Monday, July 18, 2005
Let's Tax and Spend for Better Health Care
Tax-free corporate health insurance, which super-empowers big business, is a relic of price controls from the Second World War
Today's system of employer-provided health care dates to World War II, when the federal government imposed wage caps to help the wartime economy. Unable to offer higher wages to attract scarce workers, companies competed for them by offering health insurance.
The war ended, but job-based insurance stuck. By the mid-1950s the Internal Revenue Service code favored it. Companies were allowed to deduct the costs of employee health care plans from their taxable income. For employees, those often-generous benefits were separate from taxable wages.

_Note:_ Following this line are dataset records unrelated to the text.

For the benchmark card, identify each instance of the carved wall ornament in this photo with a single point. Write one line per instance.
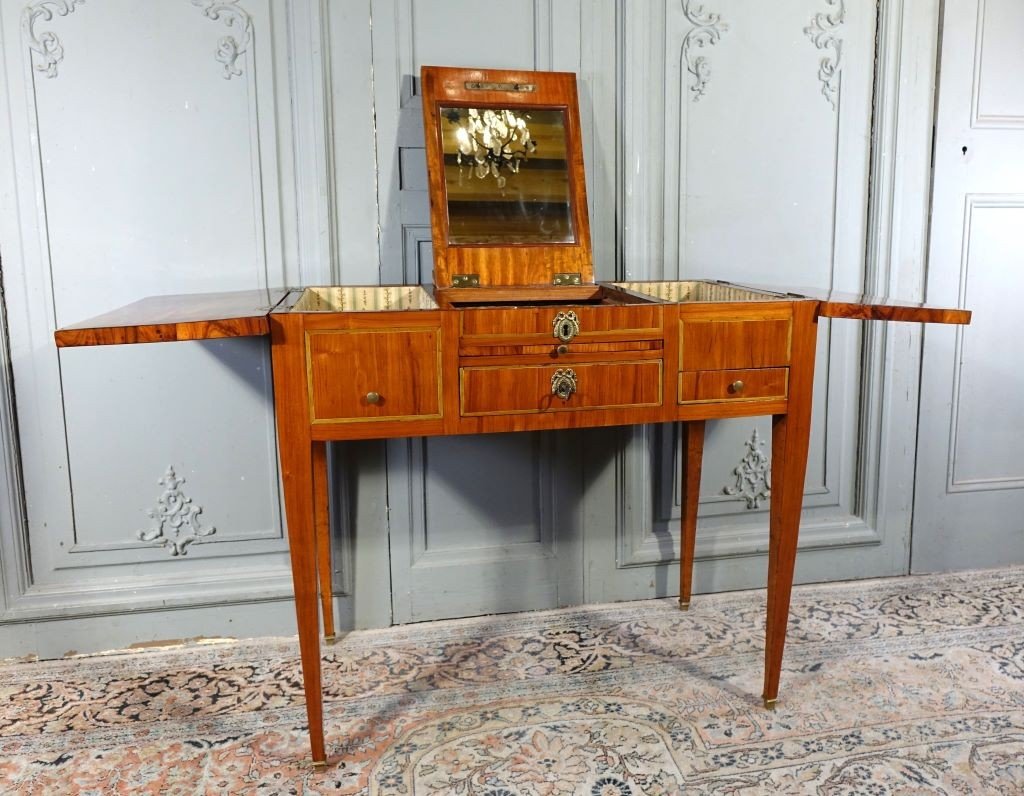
(229, 48)
(45, 46)
(708, 29)
(175, 519)
(753, 473)
(822, 31)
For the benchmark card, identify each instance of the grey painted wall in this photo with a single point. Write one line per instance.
(145, 163)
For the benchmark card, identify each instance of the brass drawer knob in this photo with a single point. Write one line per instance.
(563, 383)
(565, 326)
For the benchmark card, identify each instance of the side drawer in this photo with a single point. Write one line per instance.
(734, 342)
(358, 375)
(701, 386)
(527, 388)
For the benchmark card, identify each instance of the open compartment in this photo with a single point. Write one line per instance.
(686, 291)
(364, 299)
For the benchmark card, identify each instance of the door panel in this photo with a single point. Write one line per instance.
(478, 525)
(970, 485)
(751, 166)
(142, 162)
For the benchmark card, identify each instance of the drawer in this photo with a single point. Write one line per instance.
(733, 385)
(728, 343)
(524, 326)
(359, 375)
(528, 388)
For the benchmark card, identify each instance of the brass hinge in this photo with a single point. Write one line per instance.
(465, 280)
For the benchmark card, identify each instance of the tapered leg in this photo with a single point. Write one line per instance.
(322, 521)
(692, 444)
(791, 435)
(296, 451)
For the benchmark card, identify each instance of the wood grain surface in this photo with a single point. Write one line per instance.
(167, 319)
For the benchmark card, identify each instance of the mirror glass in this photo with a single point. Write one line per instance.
(506, 175)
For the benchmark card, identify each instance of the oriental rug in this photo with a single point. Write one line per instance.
(907, 685)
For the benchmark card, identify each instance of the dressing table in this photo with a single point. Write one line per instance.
(514, 335)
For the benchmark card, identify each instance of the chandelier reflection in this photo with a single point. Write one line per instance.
(493, 142)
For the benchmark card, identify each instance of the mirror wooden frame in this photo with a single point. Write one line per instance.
(505, 264)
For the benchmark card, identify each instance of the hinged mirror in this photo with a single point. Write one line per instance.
(508, 196)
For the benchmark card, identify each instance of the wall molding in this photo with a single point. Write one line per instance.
(175, 519)
(753, 473)
(973, 203)
(979, 120)
(47, 51)
(707, 31)
(229, 48)
(823, 33)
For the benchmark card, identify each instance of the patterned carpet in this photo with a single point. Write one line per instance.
(905, 685)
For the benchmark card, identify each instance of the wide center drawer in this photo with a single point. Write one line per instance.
(531, 388)
(532, 325)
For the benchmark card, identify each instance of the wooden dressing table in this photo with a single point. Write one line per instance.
(515, 336)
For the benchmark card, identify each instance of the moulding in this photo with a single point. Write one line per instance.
(897, 244)
(707, 31)
(822, 32)
(45, 45)
(175, 519)
(973, 203)
(151, 592)
(15, 575)
(229, 48)
(753, 473)
(979, 120)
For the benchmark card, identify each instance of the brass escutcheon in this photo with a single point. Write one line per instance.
(565, 326)
(563, 383)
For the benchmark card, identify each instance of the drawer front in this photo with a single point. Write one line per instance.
(720, 344)
(359, 375)
(528, 389)
(733, 385)
(520, 326)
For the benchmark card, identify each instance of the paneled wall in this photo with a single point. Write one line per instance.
(193, 145)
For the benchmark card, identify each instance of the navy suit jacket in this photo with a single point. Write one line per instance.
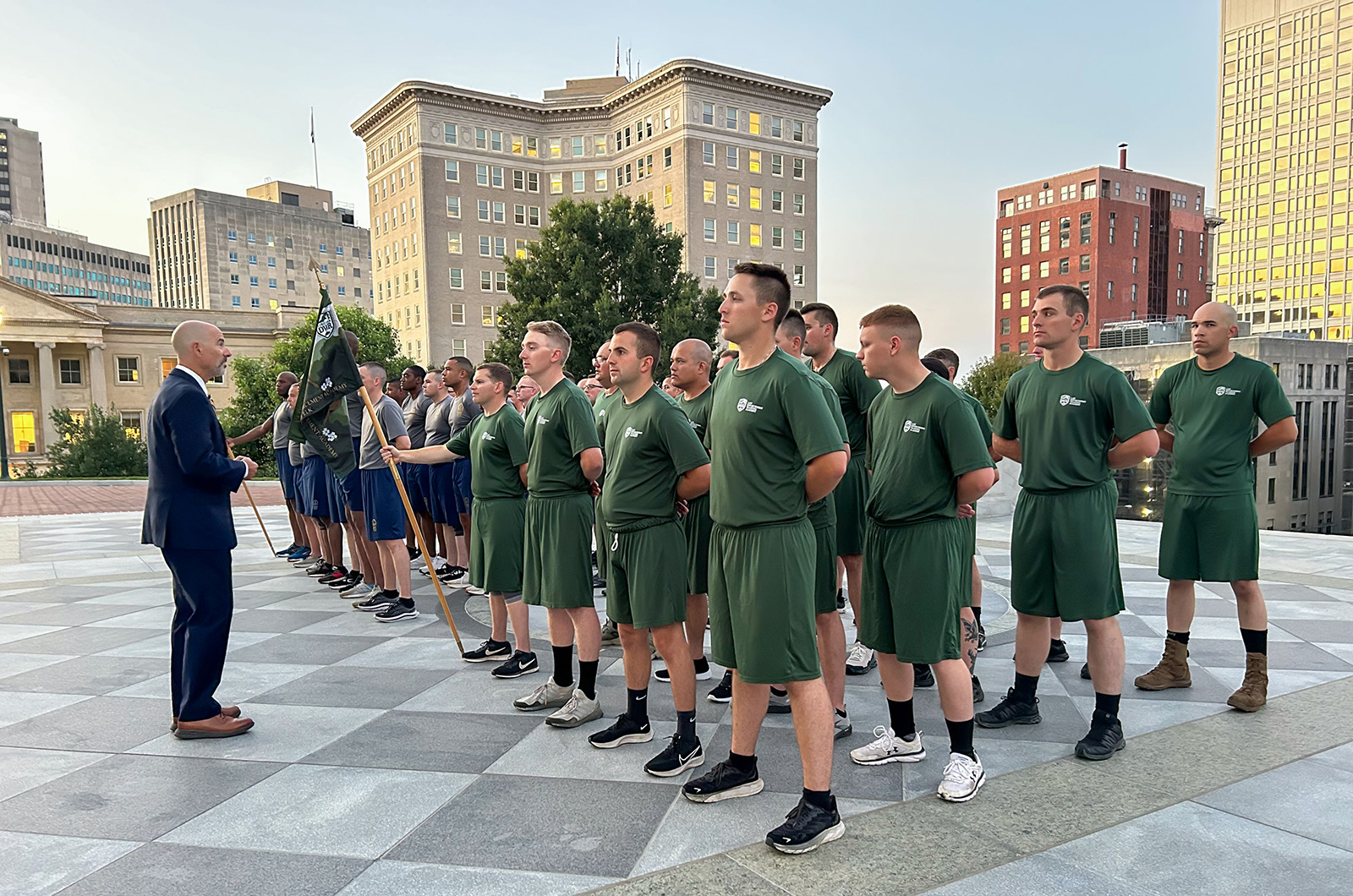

This pork warps the free market
Some right-leaning advocates think the tax exclusion for job-sponsored health benefits should end because it distorts the free market. The Heritage Foundation, a conservative policy-research center, says the exclusion leaves consumers in the dark about the real costs of health care, leading them to make uninformed decisions that ripple through the health care economy, driving up costs.
And doesn't help those who need it the most
"The tax break is regressive because people at the lower-income brackets get less benefit. It does just the opposite of what it should," said David Kendall, a senior health policy analyst at the Progressive Policy Institute in Washington, a research center for the centrist Democratic Leadership Council. "It promotes coverage for people who can already afford it."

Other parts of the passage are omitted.